As it is popular research field, extensive research has been performed in various areas of nanofluids, and most of the studies have demonstrated significant enhancements in their thermophysical properties and thermal transport performance compared to those of conventional thermal fluids. However, there have been unanimous conclusions regarding such enhancements and their underlying mechanisms. Nanofluids’ potential and thermal applications mainly depend on their convective and boiling heat transfer performances, which are also not unbiased in the literature. On top of this, a major challenge with nanofluids is obtaining sustainable stability and persistent properties over a long duration. All these issues are very crucial for nanofluids’ development and applications, and a lot of research in these areas has been conducted in recent years. Thus, this Special Issue, featuring a dozen of high-quality research and reviews on different types of nanofluids and their important topics related to thermophysical and electrical properties as well as convective and boiling heat transfer characteristics, is of great significance for the progress and real-world applications of this new class of fluids.

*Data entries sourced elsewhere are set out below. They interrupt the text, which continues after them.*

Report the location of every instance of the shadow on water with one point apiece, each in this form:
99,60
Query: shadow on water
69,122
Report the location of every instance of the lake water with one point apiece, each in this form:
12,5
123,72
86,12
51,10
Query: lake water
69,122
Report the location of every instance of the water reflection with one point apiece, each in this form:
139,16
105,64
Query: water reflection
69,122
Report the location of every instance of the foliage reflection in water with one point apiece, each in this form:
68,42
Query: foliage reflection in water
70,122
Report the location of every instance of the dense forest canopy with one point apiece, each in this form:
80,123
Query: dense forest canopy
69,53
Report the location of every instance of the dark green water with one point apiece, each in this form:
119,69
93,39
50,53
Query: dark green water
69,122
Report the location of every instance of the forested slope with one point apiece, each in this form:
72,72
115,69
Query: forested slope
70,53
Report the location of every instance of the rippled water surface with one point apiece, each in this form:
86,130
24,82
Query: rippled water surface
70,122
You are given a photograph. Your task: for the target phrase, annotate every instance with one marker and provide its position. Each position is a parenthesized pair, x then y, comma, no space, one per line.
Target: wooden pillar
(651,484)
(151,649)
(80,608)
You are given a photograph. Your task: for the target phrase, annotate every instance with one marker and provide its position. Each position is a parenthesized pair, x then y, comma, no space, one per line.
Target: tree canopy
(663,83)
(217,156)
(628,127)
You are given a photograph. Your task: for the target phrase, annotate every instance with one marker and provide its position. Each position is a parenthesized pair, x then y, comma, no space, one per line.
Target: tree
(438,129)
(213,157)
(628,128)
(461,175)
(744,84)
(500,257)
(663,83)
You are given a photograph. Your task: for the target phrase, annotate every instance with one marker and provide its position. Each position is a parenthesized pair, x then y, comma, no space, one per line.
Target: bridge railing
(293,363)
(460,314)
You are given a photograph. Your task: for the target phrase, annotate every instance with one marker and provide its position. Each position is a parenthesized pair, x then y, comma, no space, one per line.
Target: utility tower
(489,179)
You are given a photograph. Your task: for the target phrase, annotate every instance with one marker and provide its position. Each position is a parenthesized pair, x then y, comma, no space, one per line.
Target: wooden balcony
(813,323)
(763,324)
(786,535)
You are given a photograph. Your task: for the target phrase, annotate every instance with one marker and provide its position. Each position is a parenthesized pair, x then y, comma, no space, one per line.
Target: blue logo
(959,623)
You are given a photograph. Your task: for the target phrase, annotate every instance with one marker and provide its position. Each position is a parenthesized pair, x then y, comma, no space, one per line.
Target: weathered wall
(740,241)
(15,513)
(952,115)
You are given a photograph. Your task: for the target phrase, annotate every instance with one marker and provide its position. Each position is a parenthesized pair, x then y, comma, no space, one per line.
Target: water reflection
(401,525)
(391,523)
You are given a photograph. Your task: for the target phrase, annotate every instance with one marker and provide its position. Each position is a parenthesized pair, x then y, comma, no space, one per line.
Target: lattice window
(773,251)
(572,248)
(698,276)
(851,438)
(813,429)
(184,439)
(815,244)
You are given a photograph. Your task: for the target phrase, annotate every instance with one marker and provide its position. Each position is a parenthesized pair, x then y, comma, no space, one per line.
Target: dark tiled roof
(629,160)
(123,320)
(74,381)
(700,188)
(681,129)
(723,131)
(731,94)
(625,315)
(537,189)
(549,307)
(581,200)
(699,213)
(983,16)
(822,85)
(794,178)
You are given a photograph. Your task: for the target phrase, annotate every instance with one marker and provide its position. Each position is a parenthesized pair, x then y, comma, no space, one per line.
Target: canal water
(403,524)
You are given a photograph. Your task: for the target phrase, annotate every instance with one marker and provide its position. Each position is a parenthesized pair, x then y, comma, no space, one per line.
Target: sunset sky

1. Introduction and Summary

Nanofluids have emerged as a hot research field, as evidenced by worldwide research and publications. Despite them being popular and having great potential, the real progress of this field is rather slow, and their real-world application is greatly impeded by numerous complicated challenges, including the unexplored underlying mechanisms of thermophysical and transport properties, a lack of long-term stability, sustainable usefulness, and compatibility with many conventional systems or devices. It was important to launch this Special Issue on the heat transfer and fluids properties and performances of various nanofluids. The aim of this Special Issue was to publish a wide range of topics on nanofluids with special emphasis on thermophysical and heat transfer properties and features, challenges, and applications in order to contribute to the advancement of this field.
A total of 12 high-quality articles, including two reviews covering wide ranges of important research topics, were published in this Special Issue. Research and key findings, as well as the conclusions of each article, are briefly summarized here.
The first review article [1] in this Special Issue discusses state-of-the-art research on popular carbon-based nanofluids, namely carbon nanotubes (CNT), graphene and nanodiamonds, as well as their applications in thermal and energy systems. It starts with a review of synthesis approaches to carbon-based feedstocks and different fabrication techniques used for nanofluids. The dispersion stability of carbon nanomaterials in base fluids and its effect on the thermophysical properties of nanofluids are detailed. This review also summarizes the development of theoretical models and correlations with the thermophysical properties of nanofluids. Finally, it reviews and assesses the impact of these nanofluids on the performance of various thermal and energy systems, such as parabolic trough solar collectors, nuclear reactor systems, and air conditioning and refrigeration systems.
Research on boiling heat transfer of nanofluids have also attracted interest from researchers, and a lot of research has been conducted on this important thermal topic. It is, therefore, worthwhile to critically review the findings from the literature on this key topic. To this end, Pereira et al. [2] systematically reviewed the possible mechanisms and characteristics of nanoparticle deposition and its impact on various factors, such as surface roughness and wettability, the density of vaporized core points, and thermal resistance. It also attempted to explain the inconsistent data on the boiling heat transfer performance of nanofluids. In addition to highlighting the pros and cons of nanoparticle deposition after extended pool-boiling periods, it also discussed the effect of the nanoparticle layer on long-term thermal boiling features.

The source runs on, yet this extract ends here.